Netflix is also facing more competition. First the question was, “Are people going to be streaming or watching regular television?” Now that streaming is more universal, Netflix is losing many of its streaming deals because every company wants its own streaming service. It’s now a question of which services will survive. Who wants to pay for six different streaming services? Soon some company is going to claim, “We’re innovating! You can bundle all these streams together! Oh, look we reinvented cable!” The environment has changed a lot since we started the project. When we started, Netflix had a little of the “peak tv” elements—the high-quality shows led by top actors. Now, it’s something totally different.

What new content on streaming services seems to be pushing or extending some of the trends you see this collection unpacking? What could we watch that pushes different boundaries whether it’s genre or across media?
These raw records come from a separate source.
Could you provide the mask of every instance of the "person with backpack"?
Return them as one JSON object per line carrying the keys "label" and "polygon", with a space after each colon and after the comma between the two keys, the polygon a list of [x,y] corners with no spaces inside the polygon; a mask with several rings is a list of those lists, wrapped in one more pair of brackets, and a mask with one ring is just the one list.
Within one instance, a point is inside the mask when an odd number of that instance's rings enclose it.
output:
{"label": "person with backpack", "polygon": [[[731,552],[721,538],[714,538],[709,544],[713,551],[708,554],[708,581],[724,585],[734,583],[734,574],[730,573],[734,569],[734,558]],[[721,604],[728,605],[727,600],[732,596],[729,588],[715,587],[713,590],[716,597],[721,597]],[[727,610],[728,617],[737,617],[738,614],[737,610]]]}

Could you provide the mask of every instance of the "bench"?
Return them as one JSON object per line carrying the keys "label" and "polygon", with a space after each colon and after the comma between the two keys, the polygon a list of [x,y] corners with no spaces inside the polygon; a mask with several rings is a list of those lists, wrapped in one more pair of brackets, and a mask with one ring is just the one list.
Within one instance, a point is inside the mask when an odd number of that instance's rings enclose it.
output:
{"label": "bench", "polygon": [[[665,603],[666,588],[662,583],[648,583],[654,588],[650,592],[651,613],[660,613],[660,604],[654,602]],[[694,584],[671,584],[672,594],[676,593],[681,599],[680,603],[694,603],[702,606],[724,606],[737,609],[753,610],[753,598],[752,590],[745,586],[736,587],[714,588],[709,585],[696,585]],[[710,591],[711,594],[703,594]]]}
I’m interested in Netflix as a trans-national television platform, about what kinds of international content becomes available on the US version of Netflix. One of the contributors to the collection wrote about the streaming platform, Viki, which contains a lot of East Asian content. That one is interesting because it integrates interactive features. Most other platforms are a one-to-many content model; if you want to interact with other viewers you need to go to a different platform—Twitter, for instance.

In terms of anime, my coauthor and I are interested in what content makes it to Netflix. For a while Hulu was carrying a lot of anime and, quite quickly, releasing subtitled versions but not so much anymore. I am interested in what international content makes its way into US-based streaming services, which raises questions about what counts as “original content” for a platform. For instance, I’ve been watching Derry Girls, a UK production that aired in the UK first but has been marketed as a Netflix “original.” I’m also interested in content created by algorithm, which Netflix has done more than other platforms. That Sandra Bullock film, Bird Box, felt like content created by algorithm. I had the impression that Netflix thought, “People like Sandra Bullock in action-suspense-thrillers, so let’s make a film that is like A Quiet Place but different.”

It’s also interesting how shows have had a resurgence because of their availability on Netflix.  The West Wing specifically enjoyed a resurgence when it came onto streaming, to the extent that there was a podcast with one of the actors, Joshua Malina, because people were re-watching it. Another podcast revolves around The Office, with two people from the show—Jenna Fischer and Amanda Kinsey. There was the Gilmore Guys podcast about The Gilmore Girls. The afterlives of those kinds of shows on streaming is completely dependent on what’s available on the platform.